Soon, however, the U.S.S.R. may have its own generation of computer kids. The Kremlin has decreed that in September computer classes will begin "on a large scale" for the 8 million ninth- and tenth-grade students in the Soviet Union's 60,000 high schools. Said a statement issued by the Politburo: "All- round and profound mastering by young people of computers must become an important factor in speeding up the scientific and technological progress in the country." While computers are widespread in American high schools, most Soviet students have no chance to learn about the machines until college.

The drive to put computers in the classroom is apparently part of a plan by Soviet Party Boss Mikhail Gorbachev to revitalize the sluggish Soviet economy. Last year's growth in national income, the closest Soviet equivalent to gross national product, was a disappointing 2.6%, down from 3.1% in 1983 and only about half the size of the gains achieved in the 1960s. Many industries, including transportation and communications, are a decade or more behind the West in their use of computers, and that has retarded productivity increases.
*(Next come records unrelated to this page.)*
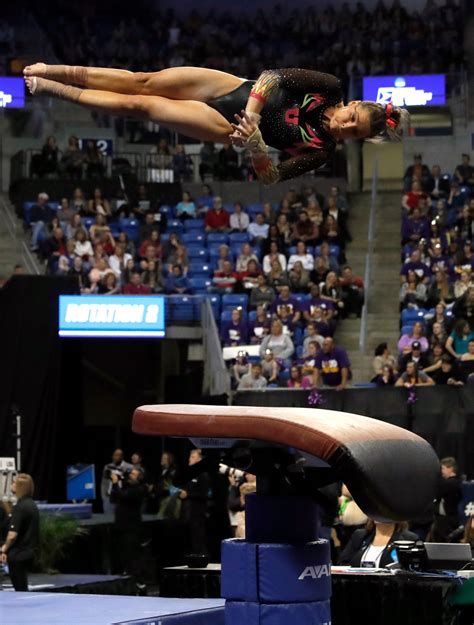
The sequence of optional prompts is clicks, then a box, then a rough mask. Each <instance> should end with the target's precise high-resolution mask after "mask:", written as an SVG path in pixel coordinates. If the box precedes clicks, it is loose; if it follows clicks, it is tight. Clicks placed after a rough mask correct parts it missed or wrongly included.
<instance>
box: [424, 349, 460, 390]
mask: <svg viewBox="0 0 474 625" xmlns="http://www.w3.org/2000/svg"><path fill="white" fill-rule="evenodd" d="M431 377H432V378H433V380H434V382H435V384H449V385H450V386H463V384H464V381H463V375H462V371H461V368H460V367H459V365H458V364H457V362H456V361H453V359H452V358H451V356H449V354H444V355H443V356H441V366H440V367H439V369H437V370H436V371H434V372H433V373H432V374H431Z"/></svg>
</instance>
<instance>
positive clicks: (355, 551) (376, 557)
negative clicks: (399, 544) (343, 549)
mask: <svg viewBox="0 0 474 625" xmlns="http://www.w3.org/2000/svg"><path fill="white" fill-rule="evenodd" d="M417 539H418V536H417V535H416V534H413V533H412V532H409V531H408V523H379V522H378V521H373V520H372V519H369V520H368V522H367V525H366V526H365V528H364V529H360V530H356V531H355V532H354V533H353V534H352V537H351V539H350V541H349V542H348V543H347V545H346V546H345V548H344V551H343V552H342V553H341V555H340V558H339V562H338V564H341V565H350V566H355V567H358V566H362V567H367V568H383V567H385V566H387V564H391V563H392V562H394V561H395V553H394V551H395V547H394V546H393V543H394V542H395V541H396V540H417Z"/></svg>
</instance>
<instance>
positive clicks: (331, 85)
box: [207, 68, 343, 180]
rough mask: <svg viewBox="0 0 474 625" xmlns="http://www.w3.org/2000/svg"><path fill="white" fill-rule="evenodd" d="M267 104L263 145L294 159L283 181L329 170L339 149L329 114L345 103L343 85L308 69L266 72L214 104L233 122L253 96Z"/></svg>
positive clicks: (261, 113)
Moscow now seems to recognize that unless the Soviet Union produces a new generation of industrial engineers, workers and managers who are skilled and comfortable with computers, the country will suffer economically.

Nonetheless, the U.S.S.R. is not exactly a backwater when it comes to computers. Its scientists, many of whom are top notch by international standards, have built large machines that are powerful and accurate enough to guide cosmonauts into orbit. The military has many weapons that incorporate advanced computer technology, some of it stolen or copied from Western nations. The Soviets have lagged far behind the West in developing smaller computers that are used in offices and factories. They have been unable to master the precision manufacturing techniques needed to mass-produce computers. Says Vico Henriques, head of the Washington-based Computer and Business Equipment Manufacturers Association: "The Soviets' capability in computer science is probably equal to ours. Just look at the very sophisticated things they're able to do in space. But from a computer manufacturing standpoint, they are nowhere near us."

The Soviets will be hard pressed to have the high-school computer program in full swing by the Politburo's September deadline. Western experts doubt that enough computers will be available to equip all the schools. Even if the ; machines arrive, there will probably be shortages of computer textbooks and teachers who know how to use them. "There are still many obstacles," admits an article about the new computer program in Pravda, the official party newspaper.